The Burning Man festival started in 1986 with a spontaneous moment of “shared togetherness” sparked by the burning of an eight-foot wooden man on Baker Beach. First set against the countercultural backdrop of San Francisco, the event now gathers 70,000 inhabitants for one week at an ephemeral city in the Nevada desert for “an annual experiment in temporary community dedicated to radical self-expression and radical self-reliance” (Burning Man Project, “The Event”).

Black Rock City is impermanent: much of its art is burnt to the ground, its 70,000 inhabitants disperse back to their homes around the globe after the burn, and the city leaves no trace. Yet community, with its emphasis on stability, permanence, and strong ties, is one of its structuring principles. How can transience and community work together?

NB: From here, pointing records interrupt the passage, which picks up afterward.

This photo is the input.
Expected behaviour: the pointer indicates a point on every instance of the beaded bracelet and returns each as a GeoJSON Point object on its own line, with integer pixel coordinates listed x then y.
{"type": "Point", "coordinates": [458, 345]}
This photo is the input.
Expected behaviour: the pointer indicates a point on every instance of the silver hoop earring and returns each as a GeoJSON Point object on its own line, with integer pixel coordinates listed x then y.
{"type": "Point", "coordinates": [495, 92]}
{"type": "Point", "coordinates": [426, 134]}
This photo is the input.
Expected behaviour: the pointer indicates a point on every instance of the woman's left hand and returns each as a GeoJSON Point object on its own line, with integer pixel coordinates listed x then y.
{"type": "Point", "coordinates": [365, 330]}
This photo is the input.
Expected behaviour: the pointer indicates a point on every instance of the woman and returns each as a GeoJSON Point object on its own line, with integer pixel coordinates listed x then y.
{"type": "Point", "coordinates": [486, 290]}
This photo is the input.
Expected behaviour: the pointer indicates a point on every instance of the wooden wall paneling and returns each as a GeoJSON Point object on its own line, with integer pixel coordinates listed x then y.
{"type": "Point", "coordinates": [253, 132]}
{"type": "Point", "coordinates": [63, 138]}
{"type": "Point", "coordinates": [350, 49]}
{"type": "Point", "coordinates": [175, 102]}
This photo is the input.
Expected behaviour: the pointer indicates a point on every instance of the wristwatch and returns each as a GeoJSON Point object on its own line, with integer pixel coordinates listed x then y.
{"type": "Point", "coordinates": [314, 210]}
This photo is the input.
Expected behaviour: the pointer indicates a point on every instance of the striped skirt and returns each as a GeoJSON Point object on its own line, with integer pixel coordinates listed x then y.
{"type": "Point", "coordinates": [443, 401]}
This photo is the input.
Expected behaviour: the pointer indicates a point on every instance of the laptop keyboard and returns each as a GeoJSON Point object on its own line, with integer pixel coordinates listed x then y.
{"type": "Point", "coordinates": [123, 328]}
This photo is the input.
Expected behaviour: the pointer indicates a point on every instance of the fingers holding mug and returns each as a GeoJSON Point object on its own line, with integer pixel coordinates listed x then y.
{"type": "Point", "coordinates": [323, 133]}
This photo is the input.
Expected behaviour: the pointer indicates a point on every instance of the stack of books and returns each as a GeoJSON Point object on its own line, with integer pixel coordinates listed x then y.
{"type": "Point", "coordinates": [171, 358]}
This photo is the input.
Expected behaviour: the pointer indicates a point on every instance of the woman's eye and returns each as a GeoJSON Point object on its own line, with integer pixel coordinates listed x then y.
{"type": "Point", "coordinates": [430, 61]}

This paper will explore how community is imagined, structured and fostered in this temporary city. It will examine what forms of “art” are present in the city, and interrogate the role of temporary art and artistic encounters in the construction of a community. It will focus on the roles of participatory experience and maker culture, and suggest that the building of the city by all the participants, this “making together” is perhaps the most valuable form of art created at Burning Man – the art of living together which binds people together and creates a community. It will conclude by looking at how this community-oriented event has turned into a global non-profit organization which supports over a hundred regional events worldwide, and which encourages the development of local communities through that of the “imagined community” of Burners.

Author Biography

Estelle Murail, Catholic University of Paris

Dr. Estelle Murail a Senior Lecturer in English Literature and Culture at the Catholic University of Paris (EA 7403) and an associate researcher and lecturer at the University of Paris (LARCA, CNRS, UMR 8225). She obtained a jointly supervised PhD in English Literature from the University of Paris and King’s College London in 2013. Her thesis examined the figure of the urban stroller in London and Paris in the nineteenth century. She has published several articles on the flâneur and cities, and co-edited a book entitled Dickens and the Virtual City (Palgrave, 2017). Her current research focuses on the nineteenth-century novel, urban spaces, crossings and networks, and the notion of persistence.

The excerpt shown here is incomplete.